The Democratic primary is all about the French Revolution.
This election fight isn’t about the specific attributes of either Obama or Hillary Rodham Clinton.
This election fight is the New Order vs. the Old Order.
The Democrats are in the middle of the French Revolution and Hillary Clinton is not playing Robespierre. She is Marie Antoinette.
Obama is merely a vessel for all of the frustrations that the electorate has had with the last 20 years of American politics.
When he says, “Yes we can,” he means “Off with their heads.”
His experience cannot be used against him because if he had any experience, he would be dangerous to the revolution.
He only needs to proclaim “libertie, egalitie, fraternite” — or hope, the American version — and he gets supporters.
This election isn’t so much about how great Obama is, because let’s face it: Nobody knows how great he is because he hasn’t done anything. The election is about how much people dislike what Hillary Clinton represents, which is the Old Order.

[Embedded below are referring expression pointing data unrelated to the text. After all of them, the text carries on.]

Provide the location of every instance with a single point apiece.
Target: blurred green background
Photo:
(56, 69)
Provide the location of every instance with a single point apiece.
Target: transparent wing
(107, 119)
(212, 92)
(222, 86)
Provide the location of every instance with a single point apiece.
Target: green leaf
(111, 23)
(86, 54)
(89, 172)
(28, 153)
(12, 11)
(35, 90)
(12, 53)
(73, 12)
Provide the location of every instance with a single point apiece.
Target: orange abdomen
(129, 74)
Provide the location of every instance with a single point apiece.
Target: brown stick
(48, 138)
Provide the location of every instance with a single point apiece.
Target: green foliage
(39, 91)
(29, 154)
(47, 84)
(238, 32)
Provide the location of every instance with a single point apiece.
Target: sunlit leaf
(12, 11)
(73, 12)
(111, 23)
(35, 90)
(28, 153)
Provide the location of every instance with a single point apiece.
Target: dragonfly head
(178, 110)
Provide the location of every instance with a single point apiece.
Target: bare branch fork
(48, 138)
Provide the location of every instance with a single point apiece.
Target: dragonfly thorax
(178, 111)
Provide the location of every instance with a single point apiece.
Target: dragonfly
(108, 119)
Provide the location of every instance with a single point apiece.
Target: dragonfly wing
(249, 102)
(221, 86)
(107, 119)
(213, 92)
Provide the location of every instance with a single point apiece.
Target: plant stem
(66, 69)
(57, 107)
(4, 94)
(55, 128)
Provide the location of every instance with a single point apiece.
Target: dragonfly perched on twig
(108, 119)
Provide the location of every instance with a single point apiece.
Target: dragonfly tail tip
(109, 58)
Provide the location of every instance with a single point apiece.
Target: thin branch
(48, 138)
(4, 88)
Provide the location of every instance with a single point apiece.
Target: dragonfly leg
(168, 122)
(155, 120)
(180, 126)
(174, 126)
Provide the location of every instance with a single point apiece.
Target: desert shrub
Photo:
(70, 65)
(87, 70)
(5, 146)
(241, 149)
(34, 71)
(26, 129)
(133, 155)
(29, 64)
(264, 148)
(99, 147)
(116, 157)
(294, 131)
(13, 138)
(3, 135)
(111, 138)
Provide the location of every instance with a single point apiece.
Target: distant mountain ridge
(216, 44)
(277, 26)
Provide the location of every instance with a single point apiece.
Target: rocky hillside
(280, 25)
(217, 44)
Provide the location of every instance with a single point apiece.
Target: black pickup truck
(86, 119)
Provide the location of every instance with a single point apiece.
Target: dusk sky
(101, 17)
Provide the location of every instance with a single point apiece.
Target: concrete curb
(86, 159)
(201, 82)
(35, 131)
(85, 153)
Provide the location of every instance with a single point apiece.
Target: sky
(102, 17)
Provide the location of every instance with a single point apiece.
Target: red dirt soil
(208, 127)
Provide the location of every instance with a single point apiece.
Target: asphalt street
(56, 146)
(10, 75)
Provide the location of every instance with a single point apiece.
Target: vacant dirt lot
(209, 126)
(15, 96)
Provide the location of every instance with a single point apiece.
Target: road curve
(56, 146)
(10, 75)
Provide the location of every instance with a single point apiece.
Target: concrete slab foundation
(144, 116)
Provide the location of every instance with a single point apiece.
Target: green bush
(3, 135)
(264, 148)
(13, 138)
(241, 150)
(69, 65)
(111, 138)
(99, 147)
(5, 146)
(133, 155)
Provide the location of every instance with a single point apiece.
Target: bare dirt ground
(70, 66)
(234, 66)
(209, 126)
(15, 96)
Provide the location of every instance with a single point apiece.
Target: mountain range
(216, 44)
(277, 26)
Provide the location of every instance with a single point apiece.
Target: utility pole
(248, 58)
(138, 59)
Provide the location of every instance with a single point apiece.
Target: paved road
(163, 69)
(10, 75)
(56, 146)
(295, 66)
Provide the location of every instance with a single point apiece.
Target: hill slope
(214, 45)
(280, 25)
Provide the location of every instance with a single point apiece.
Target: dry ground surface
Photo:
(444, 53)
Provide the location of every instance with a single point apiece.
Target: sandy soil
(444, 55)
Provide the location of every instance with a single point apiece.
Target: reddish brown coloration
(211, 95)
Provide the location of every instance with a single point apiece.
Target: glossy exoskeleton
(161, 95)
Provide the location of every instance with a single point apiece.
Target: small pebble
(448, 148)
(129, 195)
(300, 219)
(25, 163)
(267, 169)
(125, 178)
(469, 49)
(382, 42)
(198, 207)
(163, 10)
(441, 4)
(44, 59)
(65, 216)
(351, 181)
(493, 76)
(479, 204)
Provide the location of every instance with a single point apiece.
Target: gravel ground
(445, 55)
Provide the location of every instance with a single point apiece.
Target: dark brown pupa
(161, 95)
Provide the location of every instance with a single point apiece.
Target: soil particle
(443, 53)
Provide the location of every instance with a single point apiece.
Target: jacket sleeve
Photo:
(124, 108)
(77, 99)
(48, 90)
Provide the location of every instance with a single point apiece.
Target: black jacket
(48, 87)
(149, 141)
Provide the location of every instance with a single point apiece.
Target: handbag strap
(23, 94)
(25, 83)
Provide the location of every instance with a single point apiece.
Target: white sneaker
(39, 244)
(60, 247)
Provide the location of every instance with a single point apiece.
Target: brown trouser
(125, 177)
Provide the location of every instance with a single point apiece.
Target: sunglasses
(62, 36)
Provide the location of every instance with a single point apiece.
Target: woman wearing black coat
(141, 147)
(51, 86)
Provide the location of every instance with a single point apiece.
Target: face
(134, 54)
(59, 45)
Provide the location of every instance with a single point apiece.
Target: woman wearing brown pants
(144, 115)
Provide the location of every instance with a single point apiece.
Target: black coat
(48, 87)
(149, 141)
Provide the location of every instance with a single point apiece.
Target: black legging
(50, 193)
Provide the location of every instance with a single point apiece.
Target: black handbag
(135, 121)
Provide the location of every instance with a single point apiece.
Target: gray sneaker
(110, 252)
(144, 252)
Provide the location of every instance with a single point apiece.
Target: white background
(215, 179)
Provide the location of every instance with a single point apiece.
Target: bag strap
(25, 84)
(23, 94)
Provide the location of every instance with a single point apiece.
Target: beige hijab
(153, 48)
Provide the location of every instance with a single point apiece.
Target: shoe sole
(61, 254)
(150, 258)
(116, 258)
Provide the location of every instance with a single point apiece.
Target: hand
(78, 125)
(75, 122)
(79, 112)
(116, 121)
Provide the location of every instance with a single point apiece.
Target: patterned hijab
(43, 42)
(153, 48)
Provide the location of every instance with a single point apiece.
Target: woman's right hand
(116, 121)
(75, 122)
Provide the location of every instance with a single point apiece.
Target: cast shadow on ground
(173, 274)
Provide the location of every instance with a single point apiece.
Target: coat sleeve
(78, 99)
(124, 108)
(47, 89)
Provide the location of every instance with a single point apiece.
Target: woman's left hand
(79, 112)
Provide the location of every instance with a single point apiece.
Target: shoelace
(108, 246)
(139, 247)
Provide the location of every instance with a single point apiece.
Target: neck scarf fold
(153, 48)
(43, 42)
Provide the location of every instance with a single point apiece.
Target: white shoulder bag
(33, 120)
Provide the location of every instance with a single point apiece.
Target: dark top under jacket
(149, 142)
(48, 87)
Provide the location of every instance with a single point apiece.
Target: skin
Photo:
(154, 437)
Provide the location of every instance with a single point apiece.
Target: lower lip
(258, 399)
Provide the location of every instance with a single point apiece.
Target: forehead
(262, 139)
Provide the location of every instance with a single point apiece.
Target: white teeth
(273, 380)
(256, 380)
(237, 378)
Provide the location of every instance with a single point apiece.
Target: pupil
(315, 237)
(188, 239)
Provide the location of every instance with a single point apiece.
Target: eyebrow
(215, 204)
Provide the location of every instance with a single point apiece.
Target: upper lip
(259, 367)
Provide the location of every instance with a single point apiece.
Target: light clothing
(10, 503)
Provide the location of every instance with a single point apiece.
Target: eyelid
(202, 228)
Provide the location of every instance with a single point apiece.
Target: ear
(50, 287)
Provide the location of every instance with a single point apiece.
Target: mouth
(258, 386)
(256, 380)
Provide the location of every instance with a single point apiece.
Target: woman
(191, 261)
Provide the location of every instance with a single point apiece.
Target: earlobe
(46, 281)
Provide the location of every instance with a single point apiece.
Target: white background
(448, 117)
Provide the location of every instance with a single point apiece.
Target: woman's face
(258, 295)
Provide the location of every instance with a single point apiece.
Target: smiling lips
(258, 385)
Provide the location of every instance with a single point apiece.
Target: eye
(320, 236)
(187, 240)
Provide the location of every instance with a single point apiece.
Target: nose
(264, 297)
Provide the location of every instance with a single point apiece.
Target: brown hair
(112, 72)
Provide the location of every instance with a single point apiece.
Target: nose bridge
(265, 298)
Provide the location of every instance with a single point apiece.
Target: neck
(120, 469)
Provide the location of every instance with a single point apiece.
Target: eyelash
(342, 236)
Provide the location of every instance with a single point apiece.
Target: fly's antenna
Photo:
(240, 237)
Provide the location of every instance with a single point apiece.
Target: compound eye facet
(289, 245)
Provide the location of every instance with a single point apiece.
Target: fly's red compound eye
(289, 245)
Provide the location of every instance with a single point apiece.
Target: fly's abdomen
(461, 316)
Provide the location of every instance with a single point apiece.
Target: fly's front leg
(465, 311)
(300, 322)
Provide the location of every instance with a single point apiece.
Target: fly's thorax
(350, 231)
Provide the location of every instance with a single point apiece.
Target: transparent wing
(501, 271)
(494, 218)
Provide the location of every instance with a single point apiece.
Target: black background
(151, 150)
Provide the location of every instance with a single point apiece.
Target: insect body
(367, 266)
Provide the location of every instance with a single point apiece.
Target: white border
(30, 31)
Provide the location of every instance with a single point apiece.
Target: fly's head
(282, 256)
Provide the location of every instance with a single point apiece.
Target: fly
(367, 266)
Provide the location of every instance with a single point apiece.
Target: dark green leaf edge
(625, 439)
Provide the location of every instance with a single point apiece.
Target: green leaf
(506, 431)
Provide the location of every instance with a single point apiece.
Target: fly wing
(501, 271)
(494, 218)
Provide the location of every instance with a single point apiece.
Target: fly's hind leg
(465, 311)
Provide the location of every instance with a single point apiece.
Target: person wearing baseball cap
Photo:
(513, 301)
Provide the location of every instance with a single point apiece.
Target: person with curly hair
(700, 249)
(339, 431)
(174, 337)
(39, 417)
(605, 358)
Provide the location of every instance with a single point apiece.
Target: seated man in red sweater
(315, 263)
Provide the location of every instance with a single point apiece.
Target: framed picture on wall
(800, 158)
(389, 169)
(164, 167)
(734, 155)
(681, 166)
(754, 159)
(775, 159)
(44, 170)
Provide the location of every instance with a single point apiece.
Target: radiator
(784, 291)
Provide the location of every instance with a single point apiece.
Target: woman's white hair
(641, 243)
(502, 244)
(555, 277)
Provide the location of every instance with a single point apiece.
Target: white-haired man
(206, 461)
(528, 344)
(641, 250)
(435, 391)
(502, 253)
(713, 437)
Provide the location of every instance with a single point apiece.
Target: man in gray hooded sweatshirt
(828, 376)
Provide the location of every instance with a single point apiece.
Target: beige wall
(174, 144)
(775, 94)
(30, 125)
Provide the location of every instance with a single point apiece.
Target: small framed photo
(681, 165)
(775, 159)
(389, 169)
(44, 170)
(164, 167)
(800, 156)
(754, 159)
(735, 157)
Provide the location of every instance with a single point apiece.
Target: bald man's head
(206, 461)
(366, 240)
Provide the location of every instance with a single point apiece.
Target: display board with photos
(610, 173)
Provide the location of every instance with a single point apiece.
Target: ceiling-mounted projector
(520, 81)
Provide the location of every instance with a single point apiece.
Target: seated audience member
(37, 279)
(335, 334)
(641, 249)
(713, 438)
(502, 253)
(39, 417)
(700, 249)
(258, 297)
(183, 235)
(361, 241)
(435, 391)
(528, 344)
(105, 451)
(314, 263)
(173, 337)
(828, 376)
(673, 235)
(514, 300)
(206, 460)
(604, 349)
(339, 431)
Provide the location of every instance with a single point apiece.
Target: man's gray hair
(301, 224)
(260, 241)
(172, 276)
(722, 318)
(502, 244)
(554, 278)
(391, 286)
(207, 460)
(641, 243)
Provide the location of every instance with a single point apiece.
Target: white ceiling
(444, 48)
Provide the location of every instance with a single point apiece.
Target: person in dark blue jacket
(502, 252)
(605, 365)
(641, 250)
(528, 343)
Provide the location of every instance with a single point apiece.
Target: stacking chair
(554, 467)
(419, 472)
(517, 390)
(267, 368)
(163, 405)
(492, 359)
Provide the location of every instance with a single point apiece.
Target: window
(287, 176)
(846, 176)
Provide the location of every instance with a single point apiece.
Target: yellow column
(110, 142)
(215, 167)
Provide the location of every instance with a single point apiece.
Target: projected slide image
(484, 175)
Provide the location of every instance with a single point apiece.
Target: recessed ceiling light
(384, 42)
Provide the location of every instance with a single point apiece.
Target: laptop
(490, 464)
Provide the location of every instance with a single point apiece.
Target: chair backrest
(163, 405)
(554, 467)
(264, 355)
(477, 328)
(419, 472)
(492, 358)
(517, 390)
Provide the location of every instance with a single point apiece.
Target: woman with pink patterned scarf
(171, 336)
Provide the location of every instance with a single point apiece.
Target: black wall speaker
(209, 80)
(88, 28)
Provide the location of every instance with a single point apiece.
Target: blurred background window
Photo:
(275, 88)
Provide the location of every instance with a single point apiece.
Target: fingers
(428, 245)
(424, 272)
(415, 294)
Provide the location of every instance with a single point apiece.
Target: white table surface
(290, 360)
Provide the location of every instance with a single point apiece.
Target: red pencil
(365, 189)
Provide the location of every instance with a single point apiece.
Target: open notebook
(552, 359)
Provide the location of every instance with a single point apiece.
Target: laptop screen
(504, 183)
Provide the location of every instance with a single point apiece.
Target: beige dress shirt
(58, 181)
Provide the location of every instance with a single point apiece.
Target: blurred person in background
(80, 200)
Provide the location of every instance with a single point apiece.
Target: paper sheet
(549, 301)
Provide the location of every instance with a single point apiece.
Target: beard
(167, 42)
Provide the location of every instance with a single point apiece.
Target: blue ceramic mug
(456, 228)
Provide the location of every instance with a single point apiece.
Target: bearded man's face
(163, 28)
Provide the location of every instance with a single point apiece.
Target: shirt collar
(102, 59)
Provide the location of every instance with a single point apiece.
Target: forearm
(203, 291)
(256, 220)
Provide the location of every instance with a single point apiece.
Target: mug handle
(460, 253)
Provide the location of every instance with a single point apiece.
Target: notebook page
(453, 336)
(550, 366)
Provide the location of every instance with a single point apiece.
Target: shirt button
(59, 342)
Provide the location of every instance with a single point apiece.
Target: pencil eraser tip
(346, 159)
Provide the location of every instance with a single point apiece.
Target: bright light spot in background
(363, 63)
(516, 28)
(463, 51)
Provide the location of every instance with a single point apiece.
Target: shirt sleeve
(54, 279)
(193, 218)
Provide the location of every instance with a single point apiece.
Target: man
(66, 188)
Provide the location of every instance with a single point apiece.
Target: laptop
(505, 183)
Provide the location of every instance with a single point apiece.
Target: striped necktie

The Old Order values experience. It values hereditary claims to the throne. It values the past (or at least the distant past). The New Order hates the past. It despises hereditary claims to the throne. It discounts experience.
The French Revolution started as a bourgeois reaction to a broken political system. It then spread to the peasantry — the sans-culottes — who gave it even more muscle. The Obama Revolution started with the moneyed elite of the Democratic Party and has now spread to the lower middle class, which now supports the young revolutionary over the defender of the Old Order.
Hillary Clinton may have thought she was the revolution, but actually, because of her husband, she has become the target of the revolution.
John McCain needs to heed the example of Napoleon, who picked up the pieces after the Reign of Terror collapsed. Napoleon didn’t go out of his way to defend the Bourbon kings. He offered a more rational form of revolutionary leadership after the real radicals collapsed from exhaustion, destruction, murder and chaos.